In the military the term “God Squad” is sometimes used to represent an elite group or a group of leaders formed into one fighting element. This would be a very experienced force, those capable of nearly any mission; a veteran group with unlimited capabilities.
This weekend the Minnesota Wild Hockey Club took part in one of our outdoor team building exercises; this mission was codenamed Operation: “Urgent Fury” (this was the name of the US Forces operation onto the island of Grenada to rescue college students in 1983.)
The Wild had four assault squads for their exercise; three of the squads were complied of the players, while the fourth squad or “God Squad” was comprised entirely of the coaches and staff.
The coaches and staff are all fit individuals, but the daily physicality of being an athlete in the National Hockey League is not their main assignment. They are there to plan, prepare, coach, train, mentor, provide treatment and lead these men. Believe me, I’ve spent many weeks with them in the past; the staff works extremely hard, as well as shouldering most of the burden of the organization.

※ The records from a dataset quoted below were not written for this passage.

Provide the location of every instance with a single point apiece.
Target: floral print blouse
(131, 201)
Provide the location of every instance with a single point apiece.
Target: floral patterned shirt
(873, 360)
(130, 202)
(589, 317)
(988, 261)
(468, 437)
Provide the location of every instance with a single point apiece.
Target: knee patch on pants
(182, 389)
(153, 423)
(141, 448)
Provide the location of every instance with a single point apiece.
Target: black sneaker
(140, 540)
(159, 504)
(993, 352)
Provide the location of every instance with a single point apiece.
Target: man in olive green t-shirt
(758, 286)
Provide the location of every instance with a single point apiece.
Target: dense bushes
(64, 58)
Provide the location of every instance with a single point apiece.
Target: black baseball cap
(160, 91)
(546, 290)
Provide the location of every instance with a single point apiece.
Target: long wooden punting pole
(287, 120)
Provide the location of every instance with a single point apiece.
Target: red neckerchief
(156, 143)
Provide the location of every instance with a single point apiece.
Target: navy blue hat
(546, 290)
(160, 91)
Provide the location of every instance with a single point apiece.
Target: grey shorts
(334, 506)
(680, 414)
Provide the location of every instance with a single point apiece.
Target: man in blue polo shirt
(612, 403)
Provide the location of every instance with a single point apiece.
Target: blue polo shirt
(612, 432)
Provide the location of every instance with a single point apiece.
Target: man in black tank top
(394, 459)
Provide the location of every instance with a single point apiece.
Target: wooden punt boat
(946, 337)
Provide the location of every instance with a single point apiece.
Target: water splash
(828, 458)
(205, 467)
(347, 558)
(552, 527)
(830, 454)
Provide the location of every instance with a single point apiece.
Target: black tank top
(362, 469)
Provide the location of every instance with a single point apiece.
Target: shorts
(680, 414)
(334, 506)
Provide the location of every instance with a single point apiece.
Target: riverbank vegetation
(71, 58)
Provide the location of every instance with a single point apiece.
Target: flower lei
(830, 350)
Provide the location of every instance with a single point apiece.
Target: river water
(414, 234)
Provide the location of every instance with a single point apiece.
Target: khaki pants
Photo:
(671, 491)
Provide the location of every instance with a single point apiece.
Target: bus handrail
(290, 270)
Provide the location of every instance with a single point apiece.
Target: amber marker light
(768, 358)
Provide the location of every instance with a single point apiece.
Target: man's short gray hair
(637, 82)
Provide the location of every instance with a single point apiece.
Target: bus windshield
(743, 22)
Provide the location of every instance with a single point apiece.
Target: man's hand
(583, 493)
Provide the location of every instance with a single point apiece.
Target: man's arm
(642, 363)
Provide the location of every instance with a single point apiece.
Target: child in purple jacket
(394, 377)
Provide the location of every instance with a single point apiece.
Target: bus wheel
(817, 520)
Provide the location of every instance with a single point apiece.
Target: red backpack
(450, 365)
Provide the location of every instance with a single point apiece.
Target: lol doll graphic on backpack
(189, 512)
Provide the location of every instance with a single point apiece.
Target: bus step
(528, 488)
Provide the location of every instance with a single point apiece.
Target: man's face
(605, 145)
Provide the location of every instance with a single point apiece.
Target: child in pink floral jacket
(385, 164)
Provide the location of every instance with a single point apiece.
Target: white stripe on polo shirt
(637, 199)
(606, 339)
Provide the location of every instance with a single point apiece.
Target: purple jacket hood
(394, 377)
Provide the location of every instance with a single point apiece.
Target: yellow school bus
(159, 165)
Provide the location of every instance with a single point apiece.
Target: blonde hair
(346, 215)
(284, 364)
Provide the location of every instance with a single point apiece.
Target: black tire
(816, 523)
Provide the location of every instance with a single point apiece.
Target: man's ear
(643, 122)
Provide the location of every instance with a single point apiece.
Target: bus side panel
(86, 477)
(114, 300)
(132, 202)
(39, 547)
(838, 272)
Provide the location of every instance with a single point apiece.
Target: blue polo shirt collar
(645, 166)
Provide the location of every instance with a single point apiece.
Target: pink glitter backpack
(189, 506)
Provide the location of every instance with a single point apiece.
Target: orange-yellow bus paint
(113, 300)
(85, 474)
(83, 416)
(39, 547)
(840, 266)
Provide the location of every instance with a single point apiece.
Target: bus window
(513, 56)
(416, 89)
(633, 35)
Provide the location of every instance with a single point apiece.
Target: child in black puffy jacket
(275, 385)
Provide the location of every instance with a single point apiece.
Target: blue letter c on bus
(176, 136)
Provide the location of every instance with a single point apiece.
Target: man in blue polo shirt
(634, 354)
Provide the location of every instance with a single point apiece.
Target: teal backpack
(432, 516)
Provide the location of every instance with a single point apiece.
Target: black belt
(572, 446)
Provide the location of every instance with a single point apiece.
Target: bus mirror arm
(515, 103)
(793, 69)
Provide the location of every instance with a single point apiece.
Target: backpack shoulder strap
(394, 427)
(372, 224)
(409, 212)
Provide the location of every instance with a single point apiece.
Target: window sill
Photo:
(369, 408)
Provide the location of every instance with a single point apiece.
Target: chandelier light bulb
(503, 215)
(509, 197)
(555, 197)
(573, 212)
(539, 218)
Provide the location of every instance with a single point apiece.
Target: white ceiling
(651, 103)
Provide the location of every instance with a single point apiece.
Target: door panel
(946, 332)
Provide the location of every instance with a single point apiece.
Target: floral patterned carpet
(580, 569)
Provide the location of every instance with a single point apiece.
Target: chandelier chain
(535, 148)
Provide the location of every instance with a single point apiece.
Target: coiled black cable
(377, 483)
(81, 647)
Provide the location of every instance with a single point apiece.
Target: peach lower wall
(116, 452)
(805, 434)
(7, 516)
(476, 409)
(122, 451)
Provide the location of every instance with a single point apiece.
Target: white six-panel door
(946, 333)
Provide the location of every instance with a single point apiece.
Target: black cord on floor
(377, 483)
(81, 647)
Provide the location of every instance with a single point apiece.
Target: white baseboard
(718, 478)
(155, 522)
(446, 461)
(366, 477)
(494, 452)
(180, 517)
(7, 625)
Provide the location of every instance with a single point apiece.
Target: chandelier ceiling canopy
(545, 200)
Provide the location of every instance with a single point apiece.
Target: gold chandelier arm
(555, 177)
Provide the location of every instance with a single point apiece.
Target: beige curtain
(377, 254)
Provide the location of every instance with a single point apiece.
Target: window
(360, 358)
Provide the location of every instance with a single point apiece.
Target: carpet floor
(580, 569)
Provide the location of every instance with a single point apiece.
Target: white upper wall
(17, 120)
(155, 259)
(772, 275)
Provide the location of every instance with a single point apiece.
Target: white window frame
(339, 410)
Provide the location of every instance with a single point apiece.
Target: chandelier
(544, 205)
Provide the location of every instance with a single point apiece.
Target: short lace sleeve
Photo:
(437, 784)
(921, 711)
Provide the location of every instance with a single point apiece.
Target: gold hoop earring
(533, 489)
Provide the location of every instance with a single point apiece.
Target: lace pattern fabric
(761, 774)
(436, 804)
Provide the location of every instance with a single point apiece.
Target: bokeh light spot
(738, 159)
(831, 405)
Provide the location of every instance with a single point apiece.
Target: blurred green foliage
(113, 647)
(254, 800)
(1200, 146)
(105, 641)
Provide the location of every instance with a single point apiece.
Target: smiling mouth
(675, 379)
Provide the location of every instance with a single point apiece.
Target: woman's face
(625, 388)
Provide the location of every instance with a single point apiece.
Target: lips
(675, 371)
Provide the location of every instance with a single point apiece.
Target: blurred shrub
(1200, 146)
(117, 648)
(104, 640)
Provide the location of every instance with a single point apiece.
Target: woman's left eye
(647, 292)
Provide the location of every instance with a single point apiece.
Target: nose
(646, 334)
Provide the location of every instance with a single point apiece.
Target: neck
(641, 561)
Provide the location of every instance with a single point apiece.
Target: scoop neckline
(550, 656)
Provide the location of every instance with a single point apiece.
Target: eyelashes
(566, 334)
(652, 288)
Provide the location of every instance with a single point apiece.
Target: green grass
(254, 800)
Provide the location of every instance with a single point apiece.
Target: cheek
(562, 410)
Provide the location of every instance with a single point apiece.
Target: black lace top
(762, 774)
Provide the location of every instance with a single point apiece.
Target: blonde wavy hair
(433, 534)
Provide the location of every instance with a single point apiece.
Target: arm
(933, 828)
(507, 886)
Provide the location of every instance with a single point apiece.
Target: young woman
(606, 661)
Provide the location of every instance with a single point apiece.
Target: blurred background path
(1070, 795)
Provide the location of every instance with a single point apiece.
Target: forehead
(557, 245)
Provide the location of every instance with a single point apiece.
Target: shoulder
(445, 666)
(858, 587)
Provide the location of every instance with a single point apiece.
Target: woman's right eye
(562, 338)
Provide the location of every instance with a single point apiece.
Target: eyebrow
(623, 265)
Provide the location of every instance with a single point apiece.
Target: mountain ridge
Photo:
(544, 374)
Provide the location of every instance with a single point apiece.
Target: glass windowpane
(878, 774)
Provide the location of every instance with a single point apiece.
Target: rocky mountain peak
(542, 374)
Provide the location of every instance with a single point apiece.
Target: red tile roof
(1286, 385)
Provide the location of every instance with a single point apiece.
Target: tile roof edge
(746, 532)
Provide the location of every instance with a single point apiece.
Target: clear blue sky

The God Squad did a fantastic job! In four simulated combat & technical missions they scored a first place in one event and no lower than third place in the remaining events.
The God Squad shared blood and sweat with the men under their charge and their actions in this operation sent clear messages to the team. First and foremost it shows the men that their leaders are prepared to battle with them side by side in the mud and more importantly they are willing to “embrace the suck” that they are going through. The leadership isn’t just telling their men to go and fight, rather they are doing it together in the “one team – one fight” concept.
Secondly is shows the men that the warrior-instinct and spirit is alive and well in the leadership, and despite that role the leaders are mentally and physically ready to pick up the sword and defend the arena if called upon.
Not only did the Minnesota Wild players receive a great assessment on their performance from our cadre; the God Squad received equally high marks as well! Hooah!
The lesson here is that all leaders, regardless of rank, position or authority, need to occasionally get out there and “embrace the suck.” Feel what the people under your charge feel, serve with them side by side. You will be surprised what you will learn and it provides the leader their own “compass check.”
I salute the Wild staff for getting out there and doing this mission; they set the tone for their organization as Warriors, Winners, Leaders & Survivors!
Have a great week! Keep moving forward and thanks for reading my blog!